DOMINGO DE RESURRECCIÓN

«Si habéis resucitado con Cristo, buscad las cosas de arriba»  (Col 3,1)

Icono del descenso a los infiernos. Taller de Dionisios. Moscú, Siglo XV

«Mi alegría, Cristo, ha resucitado.» Con estas palabras solía saludar san Serafín de Sarov a quienes le visitaban.
Con ello se convertía en mensajero de la alegría pascual en todo tiempo. En el día de pascua, y a través del relato evangélico, el anuncio de la resurrección se dirige a todos los hombres por los mismos ángeles y, después de ellos, por las piadosas mujeres a la vuelta del sepulcro, por los apóstoles y por los cristianos de las generaciones pasadas, ahora vivas para siempre en El que vive. Sus palabras son una invitación, casi una provocación. Esas palabras hacen resurgir en el corazón de cada uno de nosotros la pregunta fundamental de la vida: ¿quién es Jesús para ti? Ahora bien, esta pregunta se quedaría para siempre como una herida dolorosamente abierta si no indicara al mismo tiempo el camino para encontrar la respuesta. No hemos de buscar entre los muertos al Autor de la vida. No encontraremos a Jesús en las páginas de los libros de historia o en las palabras de quienes lo describen como uno de tantos maestros de sabiduría de la humanidad. Él mismo, libre ya de las cadenas de la muerte, viene a nuestro encuentro; a lo largo del camino de la vida se nos concede encontrarnos con él, que no desdeña hacerse peregrino con el hombre peregrino, o mendigo, o simple hortelano.
Él, el Inaprensible, el totalmente Otro, se deja encontrar en su Iglesia, enviada a llevar la buena noticia de la resurrección hasta los confines de la tierra.
En consecuencia, sólo hay una cuestión importante de verdad: ponernos en camino al alba, no demorarnos más, encadenados como estamos por los prejuicios y los temores, sino vencer las tinieblas de la duda con la esperanza.
¿Por qué no habría de suceder todavía hoy que encontráramos al Señor vivo? Más aún, es cierto que puede suceder. El modo y el lugar serán diferentes, personalísimos para cada uno de nosotros. El resultado de este acontecimiento, en cambio, será único: la transformación radical de la persona. ¿Encuentras a un hermano que no siente vergüenza de saludarte diciendo: «Mi alegría, Cristo ha resucitado»? Pues bien, puedes estar seguro de que ha encontrado a Cristo. ¿Encuentras a alguien entregado por completo a los hermanos y absolutamente dedicado a las cosas del cielo? Pues bien, puedes estar seguro de que ha encontrado a Cristo...
Sigue sus pasos, espía su secreto y llegará también para ti esa hora tan deseada.
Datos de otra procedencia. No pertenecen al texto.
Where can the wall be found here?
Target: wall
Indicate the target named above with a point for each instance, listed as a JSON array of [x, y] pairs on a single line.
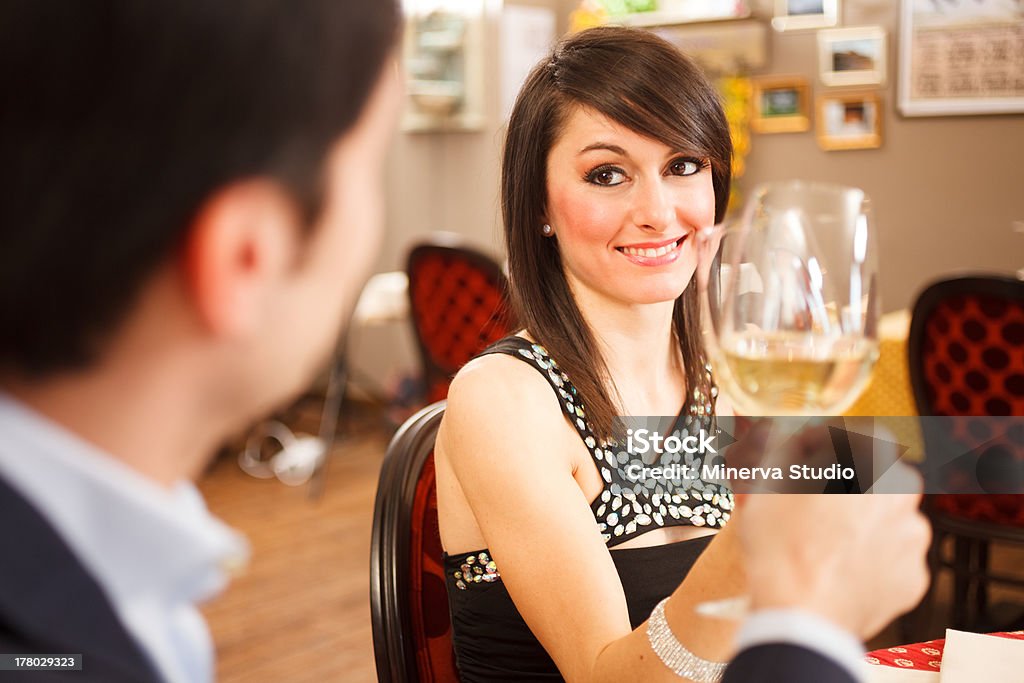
[[945, 189], [439, 181]]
Estarás en condiciones de reconocer que tu espíritu ha resucitado plenamente en Cristo si puede decir con íntima convicción: «¡Si Jesús vive, eso me basta!». Estas palabras expresan de verdad una adhesión profunda y digna de los amigos de Jesús. Cuan puro es el afecto que puede decir: «¡Si Jesús vive, eso me basta!». Si él vive, vivo yo, porque mi alma está suspendida de él; más aún, él es mi vida y todo aquello de lo que tengo necesidad.
¿Qué puede faltarme, en efecto, si Jesús vive? Aun cuando me faltara todo, no me importa, con tal de que viva Jesús... Incluso si a él le complaciera que yo me faltara a mí mismo, me basta con que él viva, con tal que sea para él mismo. Sólo cuando el amor de Cristo absorba de este modo tan total el corazón del hombre, hasta el punto de que se abandone y se olvide de sí mismo y sólo se muestre sensible a Jesucristo y a todo lo relacionado con él, sólo entonces será perfecta en él la caridad
(Guerrico de Igny, Serrno in Pascha, i, 5).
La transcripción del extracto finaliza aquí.